We’ve decided we will head for a local gift shop and see what it has to offer – Linda wants a pair of woollen mittens because she forgot her gloves. So it’s down to Deck 4 for security and on down to Deck 3 (which is apparently known as ‘Holiday Deck’) to board the tender. There are just 20 people on board, suggesting that everyone else did their onshore visit yesterday. The ride is quick and smooth and we have minimal problems getting the scooter on and off the small boat.

Apple Maps said that the gift shop was 1.8 miles away, but upon landing at Alta Ferry Terminal it is suddenly 2.6 miles. After navigating the rutted, gravel strewn, ice puddled environs of the terminal, we begin a long uphill trek. The main road into Alta winds round the side of the hill, a constant climb for most of its length. Great if you have a mobility scooter but quite a trek otherwise. Especially as the footpath is covered in hard packed ice and snow…

A picture of Linda riding her mobility scooter up the hill into Alta
This hill goes on and on. And on. And on…

Top tip: One of the local companies offer shuttle buses into Alta town centre at a cost of $20 USD per person. However, should you decide you want a cheaper option, and you don’t want to make the long trek on foot, there is a bus stop just outside the Europris supermarket next to the cruise terminal. Be warned that there appears to be just one bus on that route each hour, so plan accordingly.

Eventually we arrive at the shop (after being stopped briefly by a red squirrel). We then discover that it is a cook shop, not a gift shop. Great if you want to bake a cake, not so good if you want woollen mittens.

A picture of a red squirrel we spotted in Alta
Disruptive little guy

After scrolling Apple Maps for a little while, I discover a nearby fabric shop called Kilden which may have the mittens we seek. It has to be close by because the first scooter battery is already well into the ‘red zone’.

Thankfully they do have mittens, knitted by one of the ladies who works in the shop. They are not cheap, but they are very high quality – and Linda assures me they are warm too. It’s a lovely shop with loads of wool, crafting materials and souvenirs and the staff are very friendly and helpful. Linda says she could have happily spent a fortune in there.

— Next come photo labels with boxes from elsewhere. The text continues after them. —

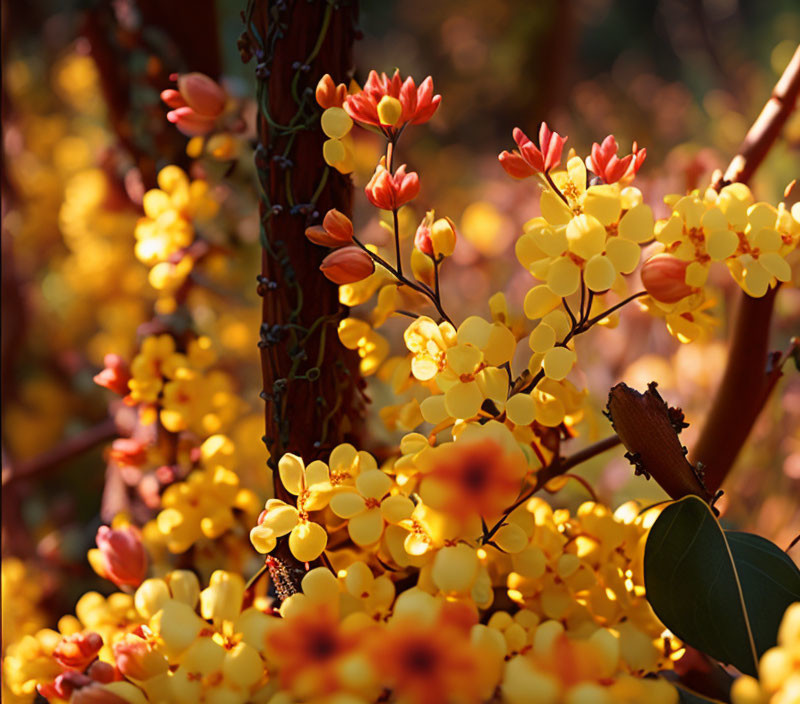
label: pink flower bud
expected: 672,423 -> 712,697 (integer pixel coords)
108,438 -> 147,467
114,635 -> 169,681
319,245 -> 375,285
178,72 -> 226,118
167,106 -> 214,137
586,134 -> 647,184
69,683 -> 128,704
53,632 -> 103,671
364,162 -> 419,210
414,210 -> 433,257
316,73 -> 347,110
497,122 -> 567,178
96,526 -> 147,587
641,254 -> 697,303
306,208 -> 353,248
94,354 -> 131,396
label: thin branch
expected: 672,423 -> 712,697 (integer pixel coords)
3,418 -> 117,487
692,45 -> 800,492
481,435 -> 621,545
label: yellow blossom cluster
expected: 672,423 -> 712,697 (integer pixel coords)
150,435 -> 261,553
135,165 -> 219,314
128,334 -> 241,437
731,602 -> 800,704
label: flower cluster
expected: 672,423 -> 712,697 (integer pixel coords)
135,166 -> 219,313
731,602 -> 800,704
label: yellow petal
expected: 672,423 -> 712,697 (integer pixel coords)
524,284 -> 561,320
619,203 -> 653,242
444,381 -> 483,418
289,522 -> 328,562
542,347 -> 576,381
547,256 -> 580,297
330,491 -> 366,518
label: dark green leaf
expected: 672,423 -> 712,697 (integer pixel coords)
644,496 -> 800,676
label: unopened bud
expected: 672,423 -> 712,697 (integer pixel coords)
114,634 -> 169,680
641,254 -> 697,303
319,245 -> 375,285
411,247 -> 433,286
53,632 -> 103,671
414,210 -> 433,257
431,218 -> 456,257
178,72 -> 225,118
89,526 -> 147,587
378,95 -> 403,126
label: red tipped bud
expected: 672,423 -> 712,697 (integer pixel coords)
319,245 -> 375,285
364,160 -> 419,210
167,106 -> 214,137
316,73 -> 347,110
641,254 -> 697,303
178,72 -> 225,118
498,122 -> 567,178
414,210 -> 433,257
94,354 -> 131,396
306,208 -> 353,248
108,438 -> 147,467
114,635 -> 169,681
53,632 -> 103,671
586,134 -> 647,184
89,526 -> 147,587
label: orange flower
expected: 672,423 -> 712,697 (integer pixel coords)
344,71 -> 442,134
497,122 -> 567,178
315,73 -> 347,110
161,72 -> 226,137
641,254 -> 697,303
265,604 -> 372,698
306,208 -> 353,247
586,134 -> 647,183
89,526 -> 147,587
367,610 -> 491,704
319,245 -> 375,286
420,438 -> 528,519
93,354 -> 131,396
53,632 -> 103,671
364,164 -> 419,210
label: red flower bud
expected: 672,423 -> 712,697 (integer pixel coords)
94,354 -> 131,396
641,254 -> 697,303
178,72 -> 226,118
586,134 -> 647,183
108,438 -> 147,467
364,160 -> 419,210
319,245 -> 375,285
53,632 -> 103,671
167,105 -> 214,137
316,73 -> 347,110
414,210 -> 433,257
498,122 -> 567,178
96,526 -> 147,587
306,208 -> 353,248
69,683 -> 128,704
114,635 -> 169,681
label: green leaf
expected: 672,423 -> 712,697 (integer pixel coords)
644,496 -> 800,677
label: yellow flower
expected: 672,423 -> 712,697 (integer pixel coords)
331,469 -> 414,546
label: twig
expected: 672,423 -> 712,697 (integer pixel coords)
692,46 -> 800,492
481,435 -> 621,545
3,418 -> 117,487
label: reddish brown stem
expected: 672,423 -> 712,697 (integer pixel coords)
692,46 -> 800,492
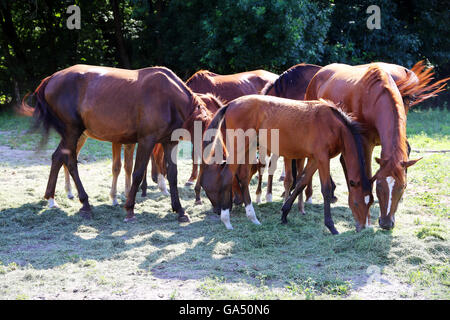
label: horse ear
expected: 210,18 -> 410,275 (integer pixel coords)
375,157 -> 387,168
401,158 -> 422,168
370,169 -> 381,184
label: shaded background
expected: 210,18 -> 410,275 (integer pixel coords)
0,0 -> 450,111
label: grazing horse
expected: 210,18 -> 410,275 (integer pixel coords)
306,63 -> 426,229
200,95 -> 373,234
22,65 -> 209,222
182,70 -> 278,185
261,63 -> 326,200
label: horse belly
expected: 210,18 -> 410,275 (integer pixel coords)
81,107 -> 137,143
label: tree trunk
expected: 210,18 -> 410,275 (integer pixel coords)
111,0 -> 131,69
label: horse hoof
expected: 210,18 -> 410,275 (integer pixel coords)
330,227 -> 339,236
123,216 -> 136,222
178,213 -> 191,222
79,210 -> 92,220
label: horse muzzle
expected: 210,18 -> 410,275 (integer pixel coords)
378,217 -> 395,230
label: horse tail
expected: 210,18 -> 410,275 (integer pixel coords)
202,105 -> 229,162
321,99 -> 372,190
20,76 -> 65,147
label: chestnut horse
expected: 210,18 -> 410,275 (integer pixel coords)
200,95 -> 373,234
64,70 -> 278,205
262,61 -> 450,215
261,63 -> 326,200
22,65 -> 209,222
306,63 -> 426,229
179,70 -> 278,185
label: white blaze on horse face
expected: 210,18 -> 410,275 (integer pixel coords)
220,209 -> 233,230
365,216 -> 372,228
386,176 -> 395,215
158,173 -> 170,196
245,203 -> 261,224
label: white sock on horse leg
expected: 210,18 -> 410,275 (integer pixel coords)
245,203 -> 261,224
220,209 -> 233,230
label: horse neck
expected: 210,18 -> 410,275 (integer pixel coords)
341,127 -> 364,184
375,92 -> 407,166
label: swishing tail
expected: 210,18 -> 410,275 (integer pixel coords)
19,76 -> 65,147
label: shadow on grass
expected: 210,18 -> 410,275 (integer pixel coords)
0,191 -> 392,291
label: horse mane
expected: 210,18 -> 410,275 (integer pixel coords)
183,93 -> 225,130
186,69 -> 218,86
261,63 -> 321,96
319,99 -> 372,191
396,60 -> 450,106
361,65 -> 408,183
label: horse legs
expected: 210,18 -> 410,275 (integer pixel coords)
238,165 -> 261,224
296,158 -> 305,214
305,158 -> 338,203
283,158 -> 294,201
255,164 -> 264,203
141,168 -> 148,197
62,132 -> 91,219
277,157 -> 286,181
124,137 -> 155,222
185,148 -> 198,186
319,160 -> 339,234
163,142 -> 189,222
64,133 -> 88,199
281,159 -> 317,224
109,143 -> 122,206
231,177 -> 244,206
152,143 -> 170,196
44,140 -> 63,208
123,143 -> 136,197
194,165 -> 203,205
266,154 -> 279,202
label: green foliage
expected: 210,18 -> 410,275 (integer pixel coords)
0,0 -> 450,110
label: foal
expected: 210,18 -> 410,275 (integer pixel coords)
200,95 -> 373,234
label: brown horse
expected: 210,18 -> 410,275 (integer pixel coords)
22,65 -> 209,222
181,70 -> 278,185
261,63 -> 326,200
262,61 -> 450,215
306,64 -> 426,229
200,95 -> 373,234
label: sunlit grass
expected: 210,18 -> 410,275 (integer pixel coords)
0,111 -> 450,299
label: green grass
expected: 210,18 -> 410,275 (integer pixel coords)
0,111 -> 450,299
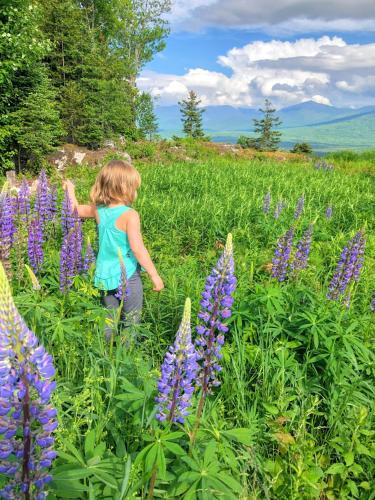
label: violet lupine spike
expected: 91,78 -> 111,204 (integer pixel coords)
195,234 -> 237,394
0,264 -> 57,500
294,195 -> 305,219
272,227 -> 294,282
48,185 -> 57,221
61,190 -> 76,235
0,195 -> 16,268
17,179 -> 30,222
325,206 -> 333,219
291,224 -> 314,272
115,248 -> 129,301
60,216 -> 83,293
82,240 -> 96,273
27,217 -> 44,273
60,228 -> 75,293
156,299 -> 198,424
273,200 -> 286,219
34,169 -> 51,229
263,191 -> 271,214
73,211 -> 83,274
327,229 -> 366,307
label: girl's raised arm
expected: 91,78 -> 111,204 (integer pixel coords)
63,180 -> 96,219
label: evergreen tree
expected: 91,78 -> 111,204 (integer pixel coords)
137,92 -> 158,141
178,90 -> 205,139
14,72 -> 64,171
253,99 -> 282,151
0,0 -> 61,170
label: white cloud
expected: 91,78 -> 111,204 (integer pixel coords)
170,0 -> 375,35
138,36 -> 375,107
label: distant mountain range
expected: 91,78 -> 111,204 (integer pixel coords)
156,101 -> 375,152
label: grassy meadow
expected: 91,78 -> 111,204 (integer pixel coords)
1,143 -> 375,500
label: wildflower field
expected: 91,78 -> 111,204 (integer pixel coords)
0,150 -> 375,500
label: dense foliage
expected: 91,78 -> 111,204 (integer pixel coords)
2,149 -> 375,499
0,0 -> 170,170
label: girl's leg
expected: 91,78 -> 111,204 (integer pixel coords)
123,269 -> 143,326
102,290 -> 120,340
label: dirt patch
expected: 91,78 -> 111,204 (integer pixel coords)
47,144 -> 131,171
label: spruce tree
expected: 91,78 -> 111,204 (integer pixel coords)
14,71 -> 64,171
178,90 -> 205,139
137,92 -> 158,141
253,99 -> 282,151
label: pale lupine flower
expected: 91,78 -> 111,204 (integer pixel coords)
196,234 -> 237,394
156,299 -> 198,424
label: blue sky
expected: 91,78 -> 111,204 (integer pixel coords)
138,0 -> 375,107
146,28 -> 375,75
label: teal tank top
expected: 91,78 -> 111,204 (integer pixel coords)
94,205 -> 138,290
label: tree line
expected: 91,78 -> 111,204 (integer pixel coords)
0,0 -> 170,171
179,90 -> 292,151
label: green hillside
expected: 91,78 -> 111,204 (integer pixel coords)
283,113 -> 375,150
156,101 -> 375,152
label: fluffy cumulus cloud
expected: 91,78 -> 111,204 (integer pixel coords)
171,0 -> 375,34
138,36 -> 375,107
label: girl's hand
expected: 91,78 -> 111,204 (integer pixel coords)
151,275 -> 164,292
63,179 -> 75,193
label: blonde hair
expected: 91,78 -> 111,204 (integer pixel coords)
90,160 -> 141,205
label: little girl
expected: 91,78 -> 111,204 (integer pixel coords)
64,160 -> 164,336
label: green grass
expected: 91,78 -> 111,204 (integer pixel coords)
2,154 -> 375,500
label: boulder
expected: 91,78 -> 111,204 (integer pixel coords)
47,141 -> 132,171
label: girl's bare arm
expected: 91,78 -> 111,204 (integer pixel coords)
123,210 -> 164,292
63,180 -> 96,218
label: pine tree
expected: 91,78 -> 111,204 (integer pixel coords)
178,90 -> 205,139
14,71 -> 64,171
0,0 -> 61,170
253,99 -> 282,151
137,92 -> 158,141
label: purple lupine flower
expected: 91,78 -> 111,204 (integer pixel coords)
196,234 -> 237,394
291,224 -> 313,271
17,179 -> 30,222
60,228 -> 74,293
294,195 -> 305,219
263,191 -> 271,214
272,227 -> 294,282
60,214 -> 83,293
34,169 -> 51,229
273,200 -> 286,219
73,210 -> 83,274
0,195 -> 16,267
82,240 -> 96,273
48,185 -> 57,221
61,190 -> 76,236
156,299 -> 198,424
27,217 -> 44,273
325,206 -> 333,219
0,264 -> 57,499
327,229 -> 366,306
115,248 -> 129,301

Afterwards we cannot find anywhere for a beer, so we make the long trek back to the ship. The uphill section of the return journey isn’t as strenuous, but the long downhill section is treacherous in the ice. We also have to change scooter battery – I think it lasted about 3.5 miles today. However, travelling downhill seems to be much more energy friendly because the new battery isn’t showing any depletion by the time we get back to the ship.

I hate mushrooms

Back on board, two things happen. First, the Captain informs us that due to a lack of pilots, we won’t be leaving Alta until 4am. Apparently this will have no effect on arrival at Gravdal on Friday.

Second, it starts snowing. Sideways. This is awesome – and the crew who have never seen snow all rush out on deck to snap selfies, which is fantastic.